Lost in the transition

The Verdict after the second day of the third Test at Old Trafford



Ashley Giles: thriving on Australia's lack of respect © Getty Images
Channel 4 can never have had it so good. There are two Aussie-based dramas gripping the nation at present, and both of them have been drawing in the punters in droves. One of them is a multi-million dollar, Hollywood-produced, 24-episode blockbuster set on a desert island, and featuring a cast of nauseatingly beautiful people being terrorised by mystery beasts, personal demons and implausible plot twists. The other is the Ashes, and there's no question which is the more compelling.
C4 assumed that its new ratings-winner, Lost, would be the most extraordinary thriller to hit the screens this summer, but they were wrong. If a Qantas jet broke in two in the skies over Old Trafford and a polar bear galumphed out of the palm trees at the Brian Statham End, as more or less happened during last night's pilot episode, then the crowd might actually let out a sigh that normality had been restored to their day. Because what they've witnessed in the past six sessions simply beggars belief.
If the final morning at Edgbaston can be described as a watershed - and hindsight is lending it greater significance with every passing hour - then today's performance at Old Trafford was an absolute cascade. It simply wasn't meant to be like this. On Thursday, Australia's bowling and fielding went to pieces; today it was the turn of the batting, as England clicked their fingers and the resistance crumbled.
By the close only Shane Warne was standing firm for Australia - it seems his off-pitch turmoil is so fervent that stressful Test cricket is the perfect release for his emotions. Unless Warne can conjure a turnaround of Headingley proportions, Australia are a beaten side in this match, and incredibly, for the first time in a generation, they seem to have accepted this eventuality.
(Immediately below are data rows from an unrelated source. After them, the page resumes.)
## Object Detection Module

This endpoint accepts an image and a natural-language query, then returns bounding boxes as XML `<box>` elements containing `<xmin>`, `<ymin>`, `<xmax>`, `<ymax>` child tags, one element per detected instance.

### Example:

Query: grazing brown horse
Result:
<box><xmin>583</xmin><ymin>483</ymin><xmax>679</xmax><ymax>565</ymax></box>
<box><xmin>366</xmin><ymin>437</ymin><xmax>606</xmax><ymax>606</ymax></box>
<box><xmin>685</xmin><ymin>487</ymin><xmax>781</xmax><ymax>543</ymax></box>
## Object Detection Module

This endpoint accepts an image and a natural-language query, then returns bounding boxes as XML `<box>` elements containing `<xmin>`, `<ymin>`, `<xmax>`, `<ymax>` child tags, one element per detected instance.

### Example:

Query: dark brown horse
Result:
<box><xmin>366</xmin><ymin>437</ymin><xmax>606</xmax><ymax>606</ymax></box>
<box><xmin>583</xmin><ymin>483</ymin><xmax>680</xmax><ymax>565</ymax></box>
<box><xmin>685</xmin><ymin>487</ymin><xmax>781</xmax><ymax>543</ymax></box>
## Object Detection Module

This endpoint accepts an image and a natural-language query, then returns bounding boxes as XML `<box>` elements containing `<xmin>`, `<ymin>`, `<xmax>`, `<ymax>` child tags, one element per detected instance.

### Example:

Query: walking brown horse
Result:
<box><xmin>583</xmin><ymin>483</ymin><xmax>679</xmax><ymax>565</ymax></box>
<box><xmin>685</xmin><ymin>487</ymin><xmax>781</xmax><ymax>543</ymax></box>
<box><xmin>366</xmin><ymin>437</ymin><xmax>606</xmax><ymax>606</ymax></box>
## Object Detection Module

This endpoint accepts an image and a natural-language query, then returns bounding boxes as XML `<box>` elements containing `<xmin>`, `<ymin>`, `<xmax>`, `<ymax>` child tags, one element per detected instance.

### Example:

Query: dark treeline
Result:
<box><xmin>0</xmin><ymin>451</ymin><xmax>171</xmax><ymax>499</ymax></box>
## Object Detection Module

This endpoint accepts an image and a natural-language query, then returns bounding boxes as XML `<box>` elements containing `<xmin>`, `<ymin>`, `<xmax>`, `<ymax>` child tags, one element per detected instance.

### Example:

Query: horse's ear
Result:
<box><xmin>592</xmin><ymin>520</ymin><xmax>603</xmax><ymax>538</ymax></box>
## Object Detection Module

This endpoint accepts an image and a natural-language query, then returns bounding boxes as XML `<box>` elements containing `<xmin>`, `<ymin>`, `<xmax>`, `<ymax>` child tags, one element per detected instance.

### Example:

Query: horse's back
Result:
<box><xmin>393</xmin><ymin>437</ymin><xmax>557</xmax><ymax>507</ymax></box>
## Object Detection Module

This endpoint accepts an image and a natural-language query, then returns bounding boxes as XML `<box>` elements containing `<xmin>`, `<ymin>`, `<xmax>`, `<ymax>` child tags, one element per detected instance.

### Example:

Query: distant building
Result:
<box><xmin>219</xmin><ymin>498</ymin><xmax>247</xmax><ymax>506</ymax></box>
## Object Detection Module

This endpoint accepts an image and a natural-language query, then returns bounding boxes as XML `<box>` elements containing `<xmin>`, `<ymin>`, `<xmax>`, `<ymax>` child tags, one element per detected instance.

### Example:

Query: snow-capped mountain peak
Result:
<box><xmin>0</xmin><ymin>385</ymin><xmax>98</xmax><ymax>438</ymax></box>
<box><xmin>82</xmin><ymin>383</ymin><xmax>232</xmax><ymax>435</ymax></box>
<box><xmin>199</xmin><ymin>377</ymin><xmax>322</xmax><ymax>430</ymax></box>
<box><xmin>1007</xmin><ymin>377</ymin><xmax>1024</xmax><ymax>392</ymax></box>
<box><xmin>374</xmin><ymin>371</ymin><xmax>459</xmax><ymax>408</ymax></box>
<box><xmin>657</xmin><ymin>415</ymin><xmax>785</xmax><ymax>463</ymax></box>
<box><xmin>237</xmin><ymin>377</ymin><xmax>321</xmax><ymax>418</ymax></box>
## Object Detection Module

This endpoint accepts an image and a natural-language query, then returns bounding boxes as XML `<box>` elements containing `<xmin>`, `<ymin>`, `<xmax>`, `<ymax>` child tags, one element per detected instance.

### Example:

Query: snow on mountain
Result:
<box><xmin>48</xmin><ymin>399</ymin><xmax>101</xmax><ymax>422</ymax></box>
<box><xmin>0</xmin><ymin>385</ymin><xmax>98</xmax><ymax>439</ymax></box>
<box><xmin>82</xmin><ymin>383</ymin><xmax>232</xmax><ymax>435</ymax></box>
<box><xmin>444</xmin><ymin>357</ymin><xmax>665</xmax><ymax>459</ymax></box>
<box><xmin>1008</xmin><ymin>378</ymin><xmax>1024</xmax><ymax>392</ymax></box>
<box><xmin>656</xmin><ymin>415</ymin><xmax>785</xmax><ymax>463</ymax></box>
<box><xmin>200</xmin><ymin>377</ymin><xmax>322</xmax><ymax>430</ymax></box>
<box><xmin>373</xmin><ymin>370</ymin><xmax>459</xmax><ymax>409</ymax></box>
One statistic above all others best describes the matchless hegemony that Australia has enjoyed for the past decade and more. It has been 17 years and 191 matches since they were last asked to follow on in a Test match, against Pakistan at Karachi in September 1988. They still need 35 more runs to avoid that prospect with just three wickets standing, and the end of a record that predates even their hold on the Ashes is a very real possibility.
Given the stunning ripper that Ashley Giles sent down to Damien Martyn, England might be loathe to take that option, seeing as that would mean exposing themselves to Warne on a fourth-day wicket. But England at present see no reason to take even a sideways step. They have a five-man attack that can cover all eventualities, and an opposition that does not know whether to run or hide. Australia's seepage of wickets this evening was a travesty in the conditions. Once again their runs came at nearly four an over, but seven wickets were extracted by England, almost at will.
Australia are not used to the Poms biting back, and their bewilderment is tangible. Today, their batsmen hurtled to their fate with the sort of lemming-like audacity that caused their last great derailment, against India in 2000-01. That series, like this one, began with a resounding Australian victory, but ended in a flurry of tangled limbs as a succession of batsmen tried to hit their way out of trouble.
Giles is no Harbhajan Singh, but a lack of respect can go a long way towards bridging the gap between the great and the merely good. He has now claimed each member of Australia's top eight once this series, and only a fundamental change of mindset from the Australians will prevent him from adding to that tally as the second innings unravels.
Australia managed to change that mindset against India last winter, when the batsmen knuckled down and accepted that batting for time was every bit as important as batting for runs, but that flexibility of thinking was four years in the planning, and against a side whom Australia had not beaten on their home patch for 35 years. This, on the other hand, is England. This is the Ashes. That biennial stroll in the park. To dally is to show weakness, surely?
Perhaps not. With Australia producing a performance as disorientated as their fellow rating-winners, it seems it is not just England who became set in their ways during the wilderness years of Ashes cricket.